ほとほとの煮物

お口にあうかどうか

ライブDVD

「誰にすすめても、誰も聞いてくれなくて…」

チラリ、と視線。そうあからさまに言われては、仕方ありません。

「じゃあ、わたし、聞きたいです」

にんまり笑顔。まったくもう。

 

最近、ちょっと聞きかじった曲に惹かれ先輩に話すと、大ファンだったらしく3日に1回布教されています。言われるがままに他の曲も聞いてみたけれどいまいちハマらず、「はあ」とか「ふうん」とか気の無い返事しかできませんでした。でも先輩は諦めず、今日ついに、ライブDVDを勧めてきたのです。ふう。

 

わたしは、ライブDVDを見ません。それがたとえ好きなバンドのライブであったとしても、すすんで見ようとは思いません。

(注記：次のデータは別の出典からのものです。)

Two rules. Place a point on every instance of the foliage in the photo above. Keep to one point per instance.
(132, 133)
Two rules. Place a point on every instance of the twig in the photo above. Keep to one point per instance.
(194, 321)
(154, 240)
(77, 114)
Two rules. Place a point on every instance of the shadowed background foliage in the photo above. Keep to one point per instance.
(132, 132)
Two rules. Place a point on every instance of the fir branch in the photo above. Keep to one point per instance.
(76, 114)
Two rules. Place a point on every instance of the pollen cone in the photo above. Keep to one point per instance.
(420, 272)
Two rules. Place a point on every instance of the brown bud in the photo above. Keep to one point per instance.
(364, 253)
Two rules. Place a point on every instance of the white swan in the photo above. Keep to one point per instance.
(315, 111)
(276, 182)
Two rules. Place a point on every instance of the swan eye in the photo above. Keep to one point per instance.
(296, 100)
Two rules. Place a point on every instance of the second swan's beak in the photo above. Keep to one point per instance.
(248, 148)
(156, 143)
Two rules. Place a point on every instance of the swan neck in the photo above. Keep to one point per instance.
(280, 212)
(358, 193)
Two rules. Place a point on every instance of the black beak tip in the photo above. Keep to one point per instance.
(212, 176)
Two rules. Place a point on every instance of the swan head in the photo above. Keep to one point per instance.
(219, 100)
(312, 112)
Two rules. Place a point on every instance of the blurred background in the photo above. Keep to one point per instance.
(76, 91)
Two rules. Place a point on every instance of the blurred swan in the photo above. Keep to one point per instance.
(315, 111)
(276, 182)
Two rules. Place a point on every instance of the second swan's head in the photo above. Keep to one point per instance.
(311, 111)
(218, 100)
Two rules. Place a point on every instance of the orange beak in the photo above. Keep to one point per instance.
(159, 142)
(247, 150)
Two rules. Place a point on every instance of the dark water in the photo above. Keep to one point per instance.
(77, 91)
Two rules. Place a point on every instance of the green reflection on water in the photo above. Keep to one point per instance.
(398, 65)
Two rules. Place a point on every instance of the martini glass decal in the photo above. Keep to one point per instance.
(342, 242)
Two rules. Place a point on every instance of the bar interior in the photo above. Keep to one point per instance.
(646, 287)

ライブは好きです。半年前からチケットに応募して、当落を待って、コンビニなんかで発券して。整理番号を確認して、当日まで貯金をして、どのグッズを買って、当日どれを身に付けようか悩んで。物販列、入場列、並んで待つ時間も楽しくて、入場して、いよいよ開演を待つ、あのソワソワ感。ライブに至るまでのすべての瞬間を愛しています。愛しているからこそ、辛いのです。

職場と自宅を行き来するだけの日常に入り込む「ライブ」という非日常。それは代わり映えのない日々の「ご褒美」とも言えます。半年前からじわじわと心身の準備を整えるくらいがちょうど良い。だから「ライブDVD」なんて、そんなに気軽にお手軽に「ご褒美」を放り込まれたら困ります。身に余る幸せに高揚した気分はおさまることなく、急に持ち上がったテンションに身体はついてゆけず、翌日以降、おかしなテンションとおかしな筋肉痛を引きずることでしょう。キケン、ライブDVD。

 

でも、先輩がそうまで言うのなら見るしかありません。まったくもう。